Dunque, le vittorie dei rivoluzionari erano il risultato di un nuovo tipo di professionismo. Non bisogna, proprio per questo, trascurare il fattore politico. La conduzione della guerra era uno dei compiti più importanti che incombevano ai grandi comitati, i quali interpretavano il loro ruolo in modo estremamente interventistico. I rappresentanti in missione si recavano sovente presso le armate, così come nei dipartimenti, per controllare che la conduzione della guerra si ispirasse alle istruzioni politiche date antecedentemente. I commissari alla guerra mantenevano una presenza politica fin nei battaglioni stessi. Anche nelle battaglie l’autorità militare non si distingueva chiaramente dal controllo politico, poiché i rappresentanti potevano sconfessare gli ufficiali responsabili quando ritenevano che le circostanze lo imponessero.
Questo non era tuttavia un atteggiamento condiviso a livello continentale. Mentre nelle armate degli altri paesi si dispiegava il massimo sforzo per estirpare tutto ciò che prendeva una connotazione politica, la repubblica cercò volontariamente di politicizzare i soldati. Essi erano, dopo tutto, dei cittadini, e godevano in quanto tali delle libertà politiche. Potevano votare, prendere parte a manifestazioni, costituire club nell’ambito dell’armata o frequentare quelli delle città nelle quali erano di stanza.
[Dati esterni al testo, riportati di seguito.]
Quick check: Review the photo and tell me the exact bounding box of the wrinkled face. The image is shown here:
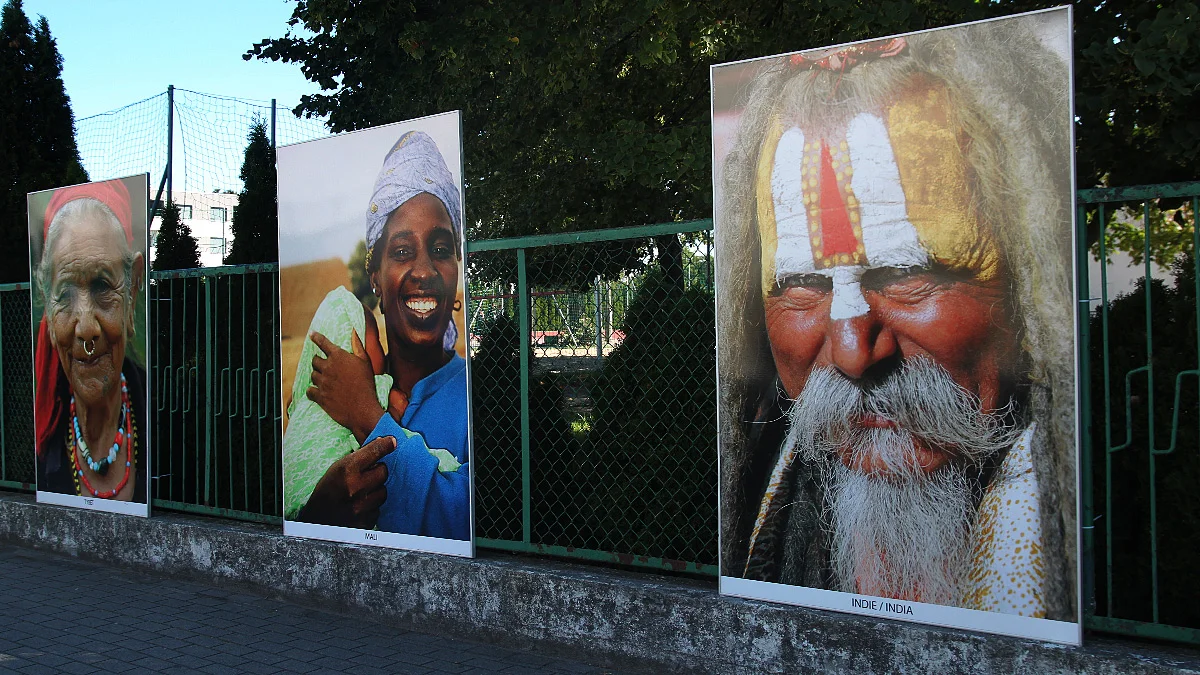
[757,77,1021,474]
[372,192,458,351]
[46,214,138,405]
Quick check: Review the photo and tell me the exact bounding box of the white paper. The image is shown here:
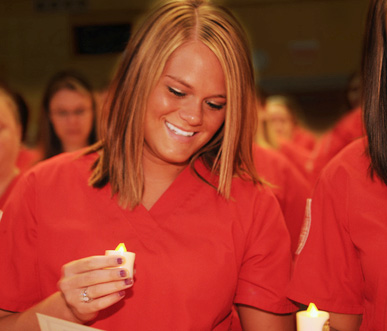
[36,313,103,331]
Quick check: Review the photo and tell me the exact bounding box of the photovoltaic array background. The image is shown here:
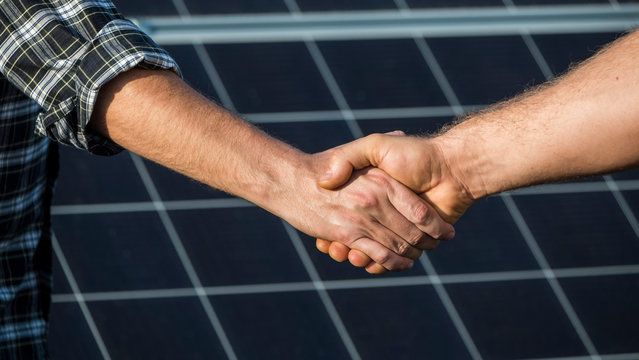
[50,0,639,359]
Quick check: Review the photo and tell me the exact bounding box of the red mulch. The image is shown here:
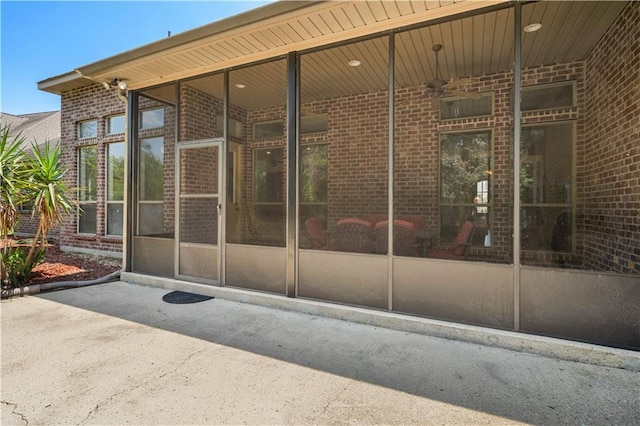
[0,238,122,284]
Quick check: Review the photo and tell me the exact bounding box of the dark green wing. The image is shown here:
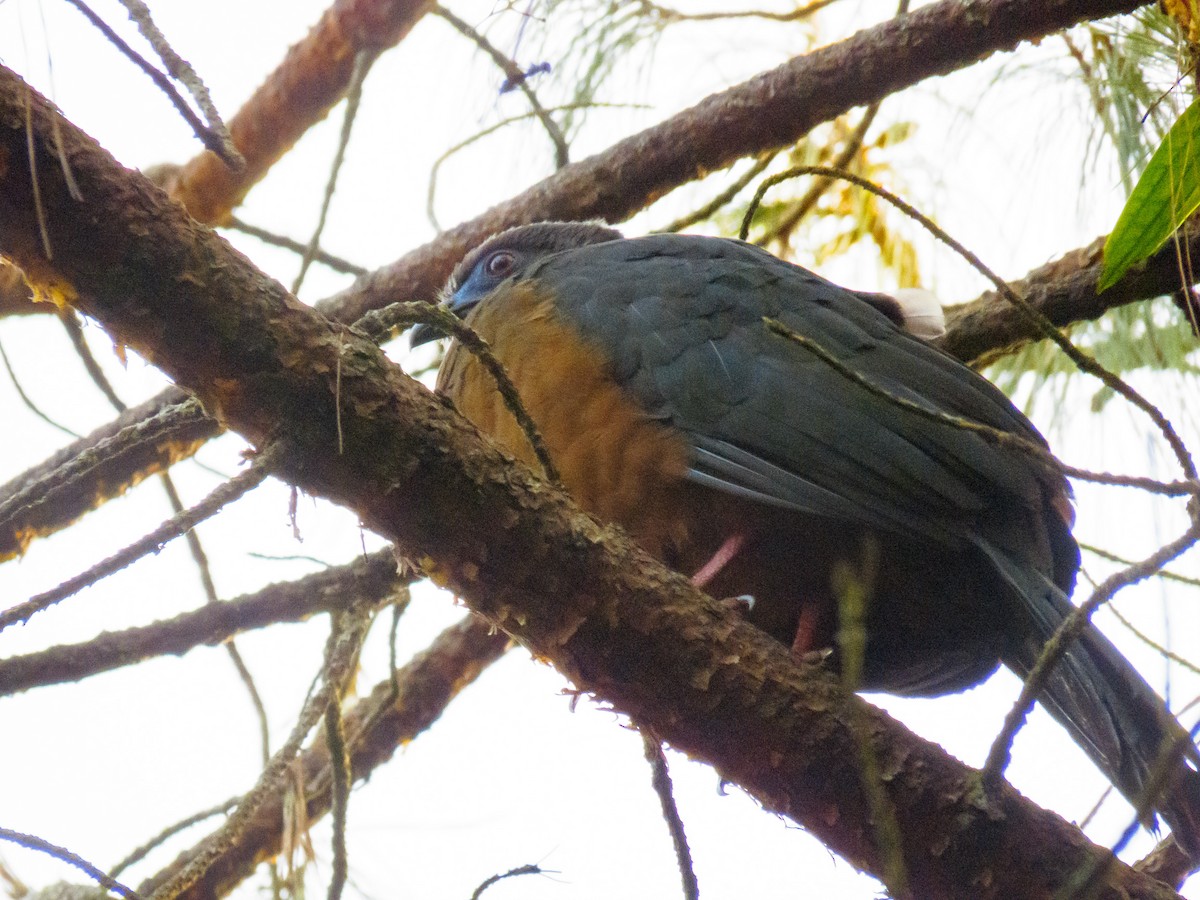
[529,235,1066,571]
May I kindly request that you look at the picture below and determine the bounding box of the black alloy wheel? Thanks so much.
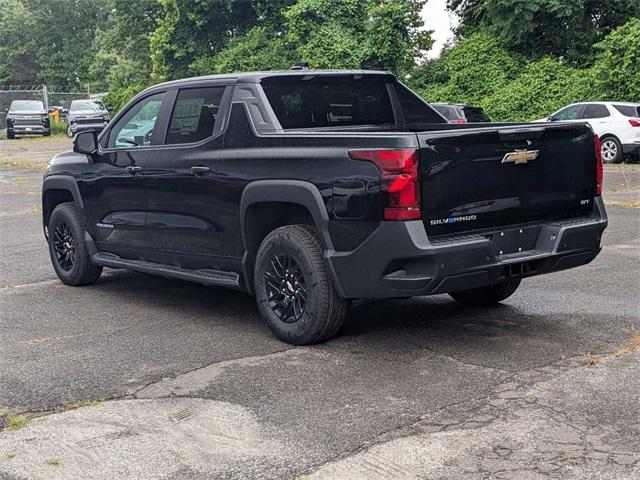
[53,222,76,272]
[264,253,307,323]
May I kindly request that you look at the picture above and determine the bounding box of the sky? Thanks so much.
[422,0,456,58]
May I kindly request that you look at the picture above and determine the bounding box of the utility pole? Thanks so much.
[42,85,49,110]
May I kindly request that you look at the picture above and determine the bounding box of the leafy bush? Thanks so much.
[102,83,148,117]
[482,57,598,122]
[417,32,523,105]
[594,18,640,102]
[411,24,640,122]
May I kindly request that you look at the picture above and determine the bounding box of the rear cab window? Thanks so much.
[613,104,640,117]
[261,74,396,130]
[394,82,449,126]
[582,103,611,118]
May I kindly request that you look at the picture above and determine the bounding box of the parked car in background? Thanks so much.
[431,103,491,123]
[7,100,51,140]
[537,102,640,163]
[67,100,109,137]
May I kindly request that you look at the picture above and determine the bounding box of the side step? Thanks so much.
[91,253,240,288]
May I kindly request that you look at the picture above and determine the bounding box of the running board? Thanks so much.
[91,253,240,288]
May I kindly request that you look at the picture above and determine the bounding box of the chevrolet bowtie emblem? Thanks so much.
[501,150,540,165]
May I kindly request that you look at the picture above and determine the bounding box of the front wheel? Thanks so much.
[449,278,521,307]
[600,137,622,163]
[254,225,347,345]
[47,202,102,286]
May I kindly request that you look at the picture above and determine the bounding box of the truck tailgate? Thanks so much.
[417,124,596,236]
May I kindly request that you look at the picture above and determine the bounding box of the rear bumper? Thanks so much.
[327,197,607,298]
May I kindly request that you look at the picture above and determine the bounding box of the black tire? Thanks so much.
[449,278,521,307]
[600,136,622,163]
[48,202,102,286]
[254,225,348,345]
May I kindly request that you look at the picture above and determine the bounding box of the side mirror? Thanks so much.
[73,131,98,155]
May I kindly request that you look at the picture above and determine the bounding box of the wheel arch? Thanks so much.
[42,175,84,235]
[240,180,334,292]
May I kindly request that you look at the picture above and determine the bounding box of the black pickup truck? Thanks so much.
[42,70,607,344]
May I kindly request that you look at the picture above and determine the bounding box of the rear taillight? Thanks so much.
[349,149,421,220]
[593,135,602,195]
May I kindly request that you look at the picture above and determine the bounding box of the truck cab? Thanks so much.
[7,100,51,140]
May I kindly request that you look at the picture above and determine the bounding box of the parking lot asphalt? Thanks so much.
[0,137,640,479]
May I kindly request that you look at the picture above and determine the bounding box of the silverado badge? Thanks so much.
[501,149,540,165]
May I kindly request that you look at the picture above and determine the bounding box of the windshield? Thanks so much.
[9,100,44,112]
[70,100,106,112]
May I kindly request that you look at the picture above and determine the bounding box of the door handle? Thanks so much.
[191,165,209,175]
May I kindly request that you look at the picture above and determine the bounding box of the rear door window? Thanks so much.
[262,74,395,129]
[165,87,225,145]
[107,92,165,149]
[613,105,640,117]
[582,103,611,118]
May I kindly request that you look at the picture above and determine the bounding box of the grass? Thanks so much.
[51,120,67,137]
[0,158,48,170]
[64,400,102,410]
[582,353,602,367]
[0,408,29,431]
[2,412,29,432]
[614,327,640,357]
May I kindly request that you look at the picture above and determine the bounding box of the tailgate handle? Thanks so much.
[498,127,546,141]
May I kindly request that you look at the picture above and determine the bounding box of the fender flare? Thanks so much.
[240,180,334,251]
[42,175,84,238]
[42,175,84,209]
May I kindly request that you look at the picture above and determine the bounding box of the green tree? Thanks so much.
[413,33,522,105]
[594,18,640,102]
[448,0,640,65]
[89,0,160,91]
[0,0,106,88]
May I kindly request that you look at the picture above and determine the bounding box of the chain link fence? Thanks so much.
[0,85,94,130]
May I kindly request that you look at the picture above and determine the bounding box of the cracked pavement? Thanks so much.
[0,138,640,480]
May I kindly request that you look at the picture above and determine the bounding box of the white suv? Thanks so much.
[538,102,640,163]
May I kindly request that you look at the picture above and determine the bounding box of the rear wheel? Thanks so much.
[48,202,102,286]
[449,278,521,307]
[254,225,347,345]
[600,137,622,163]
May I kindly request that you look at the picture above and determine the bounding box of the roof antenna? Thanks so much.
[289,62,309,70]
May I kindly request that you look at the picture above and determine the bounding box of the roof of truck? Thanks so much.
[152,70,393,88]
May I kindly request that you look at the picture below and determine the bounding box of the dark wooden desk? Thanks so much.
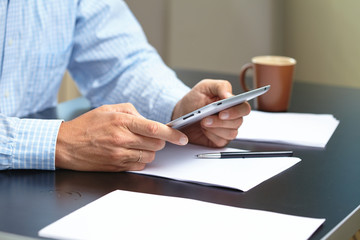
[0,71,360,239]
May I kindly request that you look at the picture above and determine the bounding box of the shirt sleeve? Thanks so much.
[0,114,62,170]
[68,0,189,123]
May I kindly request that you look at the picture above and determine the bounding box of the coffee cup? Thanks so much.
[240,56,296,112]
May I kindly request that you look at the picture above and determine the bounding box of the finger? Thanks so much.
[128,149,155,164]
[202,80,232,99]
[128,118,188,145]
[204,124,238,140]
[219,102,251,120]
[201,115,243,130]
[99,103,144,118]
[203,129,229,147]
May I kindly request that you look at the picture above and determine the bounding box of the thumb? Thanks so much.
[209,80,233,99]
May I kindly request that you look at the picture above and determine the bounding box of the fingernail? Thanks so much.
[205,118,214,126]
[225,92,233,98]
[220,112,229,120]
[179,137,188,145]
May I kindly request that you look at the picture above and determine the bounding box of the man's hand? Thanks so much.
[55,104,188,171]
[172,80,250,147]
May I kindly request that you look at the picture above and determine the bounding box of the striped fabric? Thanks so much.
[0,0,189,169]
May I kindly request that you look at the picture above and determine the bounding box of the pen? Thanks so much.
[196,151,293,158]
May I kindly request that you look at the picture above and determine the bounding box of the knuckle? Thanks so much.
[148,152,156,163]
[228,129,238,140]
[154,139,166,151]
[146,122,159,135]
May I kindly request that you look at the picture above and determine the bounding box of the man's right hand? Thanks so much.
[55,103,188,172]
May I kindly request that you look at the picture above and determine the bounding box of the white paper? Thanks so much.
[39,190,325,240]
[131,144,301,191]
[236,110,339,148]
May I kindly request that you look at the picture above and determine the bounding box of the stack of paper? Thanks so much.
[39,190,325,240]
[131,144,301,191]
[236,110,339,148]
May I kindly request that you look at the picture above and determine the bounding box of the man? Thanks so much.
[0,0,250,171]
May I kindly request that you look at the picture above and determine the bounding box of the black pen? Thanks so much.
[196,151,293,158]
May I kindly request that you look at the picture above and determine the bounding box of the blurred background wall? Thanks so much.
[59,0,360,101]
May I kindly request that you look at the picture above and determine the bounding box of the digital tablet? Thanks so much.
[167,85,270,129]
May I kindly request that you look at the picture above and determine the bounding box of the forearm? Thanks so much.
[0,115,61,170]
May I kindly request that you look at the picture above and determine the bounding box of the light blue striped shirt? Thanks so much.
[0,0,189,172]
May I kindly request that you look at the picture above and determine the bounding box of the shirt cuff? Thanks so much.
[12,119,62,170]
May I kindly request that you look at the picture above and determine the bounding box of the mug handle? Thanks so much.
[240,63,253,92]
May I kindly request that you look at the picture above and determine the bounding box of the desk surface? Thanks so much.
[0,71,360,239]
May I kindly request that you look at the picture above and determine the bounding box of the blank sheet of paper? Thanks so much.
[131,143,301,191]
[39,190,325,240]
[236,110,339,148]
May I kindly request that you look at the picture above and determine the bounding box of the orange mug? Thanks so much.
[240,56,296,112]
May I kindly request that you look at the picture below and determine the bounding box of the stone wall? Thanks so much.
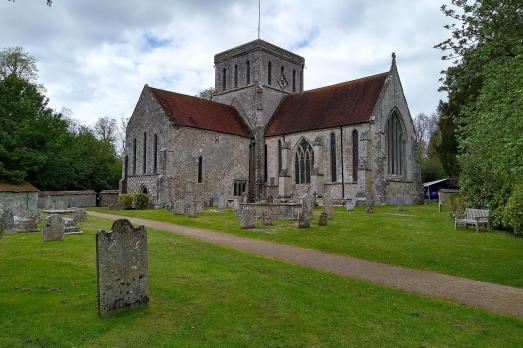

Si distribuivano dei giornali ai soldati per completare adeguatamente la loro educazione politica. Le arringhe contribuivano a rafforzare la motivazione degli uomini alla vigilia di una battaglia, e ci si serviva delle feste patriottiche per illustrare la politica in modo vivo e concreto.
Insomma, la politicizzazione dell’esercito divenne pratica comune in Francia, e fu uno degli elementi vincenti che contraddistinse l’esercito rivoluzionario.